Ceci restreint nécessairement l’avantage dont bénéficient du fait de leur histoire, les praticiens traditionnels
dont l’activité et le développement pâtit de cette transition vers le numérique.

Afin de développer cette hypothèse, il peut être possible d’envisager de transposer au domaine de la
médiation, le conflit qui a opposé la société Uber aux sociétés de taxis traditionnels. On envisage ainsi qu’un
acteur semblable à la société Uber pourrait arriver dans le secteur de la médiation et ruiner l’avantage dont
bénéficiaient jusqu’à présent les médiateurs traditionnels.

L’importance de ce bouleversement pourrait occasionner des difficultés financière plus ou moins
importantes aux médiateurs. Elle pourrait même menacer la survie de certains de ces praticiens.
La crainte de cette menace pourrait être portée en tant que revendication par les acteurs traditionnels de la
médiation à l’occasion d’une action de lobbying.

Le législateur pourrait alors être tenté d’intervenir en faveur des revendications émises par les acteurs
traditionnels de la médiation, si toutefois, les associations de médiateurs parvenaient à influencer le
gouvernement.
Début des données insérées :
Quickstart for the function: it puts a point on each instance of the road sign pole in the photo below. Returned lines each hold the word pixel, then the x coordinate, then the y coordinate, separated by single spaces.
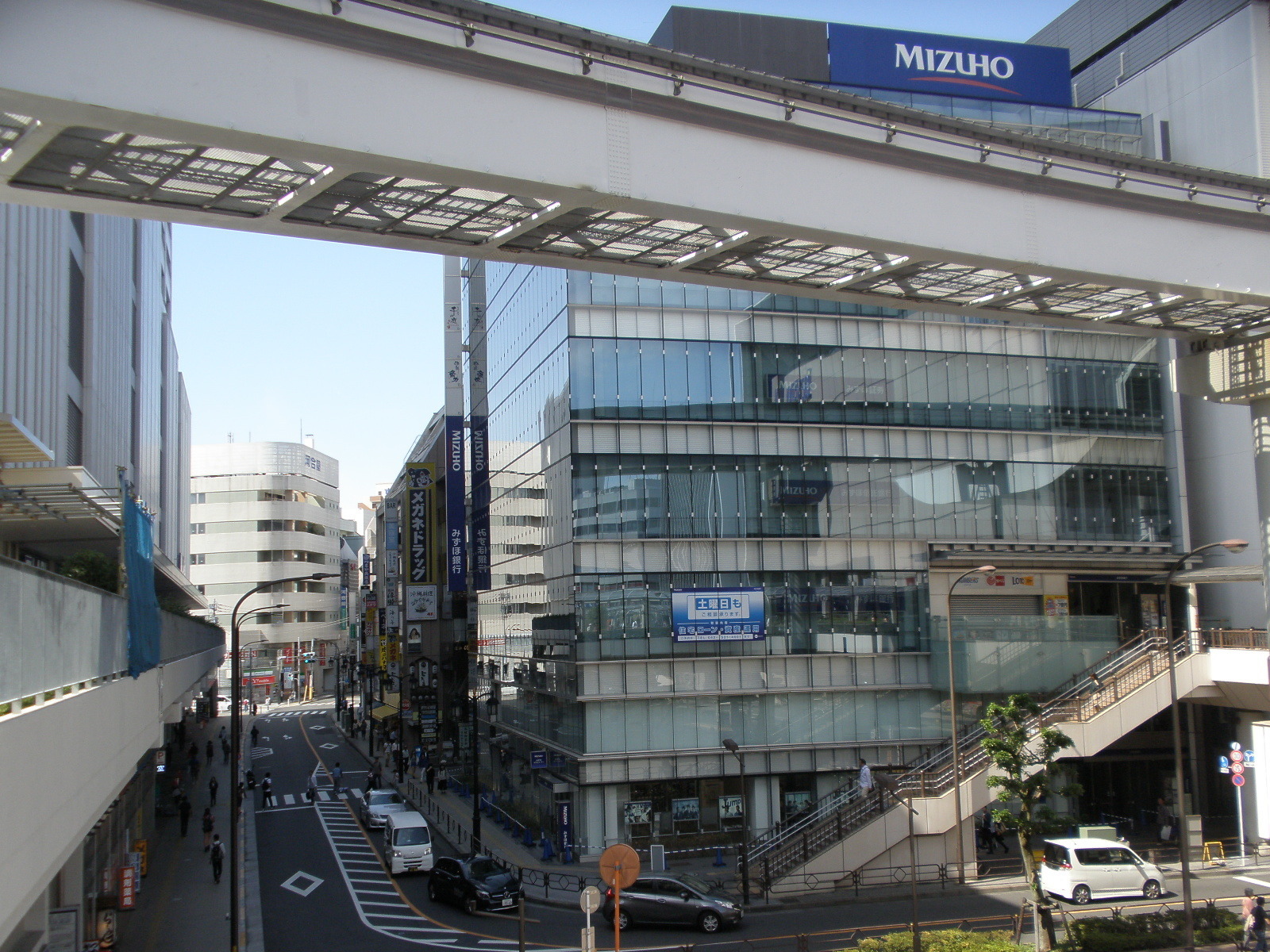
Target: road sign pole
pixel 1238 812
Dans le cas d’Uber, le lobbying des taxis aura été efficace en raison d’un fort pouvoir de
nuisance de ceux-ci ainsi que de l’exposition médiatiques importante dont ils ont pu bénéficier.Tout porte donc à croire que le législateur se saisirait tôt ou tard de la question de la médiation en ligne. En
effet, les associations qui regroupent les médiateurs pourraient sans doute bénéficier d’un même crédit
puisque la médiation est plébiscitée par le gouvernement ainsi que par le législateur. Les revendications des
médiateurs auraient donc de fortes chances d’être entendues. Si cela était le cas, il serait aisé pour le
législateur de prohiber l’uberisation de la médiation.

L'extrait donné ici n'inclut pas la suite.